To test the Panasonic Z95A I used Portrait Displays Calman colour calibration software.
Panasonic Z95A review: Gaming
While it would have been nice if all four of the Z95A’s HDMI inputs supported 4K/120Hz and VRR, that’s where the bad news about the Z95A’s gaming experience ends.
Particularly brilliant is Panasonic’s decision to include two Game mode options, one of which, in keeping with Panasonic’s messaging for the Z95A, attempts to deliver an accurate rendition of any game’s HDR and colour design.

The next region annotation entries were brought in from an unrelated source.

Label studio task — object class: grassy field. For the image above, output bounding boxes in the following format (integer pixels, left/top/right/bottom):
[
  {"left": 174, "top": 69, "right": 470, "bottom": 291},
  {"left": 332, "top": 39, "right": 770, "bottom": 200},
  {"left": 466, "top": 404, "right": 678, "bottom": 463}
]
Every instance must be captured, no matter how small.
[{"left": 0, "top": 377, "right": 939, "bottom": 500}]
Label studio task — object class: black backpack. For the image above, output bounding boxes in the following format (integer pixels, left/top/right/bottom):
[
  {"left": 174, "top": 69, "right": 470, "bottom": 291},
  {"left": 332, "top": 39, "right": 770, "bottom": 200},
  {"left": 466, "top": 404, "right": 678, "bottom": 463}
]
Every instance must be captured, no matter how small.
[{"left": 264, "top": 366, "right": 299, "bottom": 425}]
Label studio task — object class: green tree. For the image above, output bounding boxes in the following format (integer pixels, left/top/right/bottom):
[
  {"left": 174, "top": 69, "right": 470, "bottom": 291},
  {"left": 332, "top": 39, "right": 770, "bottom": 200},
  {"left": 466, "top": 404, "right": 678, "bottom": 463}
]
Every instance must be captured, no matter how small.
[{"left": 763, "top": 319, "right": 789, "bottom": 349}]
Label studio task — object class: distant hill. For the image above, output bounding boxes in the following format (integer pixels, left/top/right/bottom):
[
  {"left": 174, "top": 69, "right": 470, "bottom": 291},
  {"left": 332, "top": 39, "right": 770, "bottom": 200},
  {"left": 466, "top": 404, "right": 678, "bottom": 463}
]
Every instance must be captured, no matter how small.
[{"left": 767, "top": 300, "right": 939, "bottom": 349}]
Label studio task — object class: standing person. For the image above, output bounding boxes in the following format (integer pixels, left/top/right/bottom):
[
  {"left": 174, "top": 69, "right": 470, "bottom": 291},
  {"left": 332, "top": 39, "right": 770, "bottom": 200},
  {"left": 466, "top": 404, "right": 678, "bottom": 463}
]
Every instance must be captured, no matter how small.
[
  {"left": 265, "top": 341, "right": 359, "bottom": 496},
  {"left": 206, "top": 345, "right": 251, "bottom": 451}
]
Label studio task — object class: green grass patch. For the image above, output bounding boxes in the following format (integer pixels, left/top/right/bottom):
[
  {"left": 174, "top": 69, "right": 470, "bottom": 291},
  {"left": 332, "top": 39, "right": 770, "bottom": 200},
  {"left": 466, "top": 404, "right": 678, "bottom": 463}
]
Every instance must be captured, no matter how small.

Game graphics look crisp, textured and full of depth and nuance, while colour and contrast both enjoy serious punch and boldness without this feeling forced or crude. I found myself appreciating the artistry of in-game landscapes such as the Viking-era Britain of Assassins Creed: Valhalla and the campaign levels of Call Of Duty: Modern Warfare 3 to a degree I never had before.
The screen displays 120Hz games with all the fluidity and sharpness you’d hope for, and the ability to handle all three main variable refresh rate systems means there’s never any screen tearing.
The Z95A’s game modes get input lag down to a very good (if not quite class-leading) 13.8ms at 60Hz, and the Game Control Board onscreen menu offers a good mix of incoming video information and gaming aids.
Panasonic Z95A review: Sound quality
The Z95A takes Panasonic’s long-running 360 Soundscape Pro concept to a much higher performance level than it’s ever hit before.
Thanks in particular to the addition of new side-firing drivers and a much more impactful bass system, the Z95A produces a larger but also more coherent soundstage underpinned by some proper low-frequency heft. The enhanced bass stays largely free of distortion even under the most extreme movie soundtrack pressure, too, while the up-firing and side-firing drivers place specific location details quite accurately within a soundstage that extends convincingly beyond the screen’s physical boundaries.
Sealing an excellent audio deal for me is the way the bar running along the bottom of the screen propels sound directly towards you, making the most important soundtrack elements seem more impactful and direct. Especially as the TV lets you steer this sound directly towards your seating position, even if you’re not sat directly in front of the screen.
Panasonic Z95A review: Verdict
Despite arriving relatively late in a year that’s been stuffed with excellent TVs, the Z95A makes a spectacular mark. Tweaks to its already stellar video processing allow it to take full advantage of the improved capabilities of its MLA-bolstered OLED panel, delivering an image that combines fearsome punch and dynamics with a degree of subtlety and granular light and colour management. It’s sensationally accurate out of the box and this accuracy is arguably unmatched by any other TV released this year.
Some serious AV fans may still quibble about having to pay for a built-in multi-channel sound system when they potentially already own a high-quality external sound system. However, the Z95A improves on Panasonic’s 360 Surround Sound concept so much that for me it would now actually feel weird if a TV with such outstanding pictures didn’t also feature such a premium sound system.
A more serious limitation for home cinema enthusiasts is the fact that Z95A tops out at 65in. But that is what it is. If 65in is big enough for you and you can afford the price of entry, the Z95A delivers a combination of accuracy and jaw-dropping spectacle that has to be seen to be believed.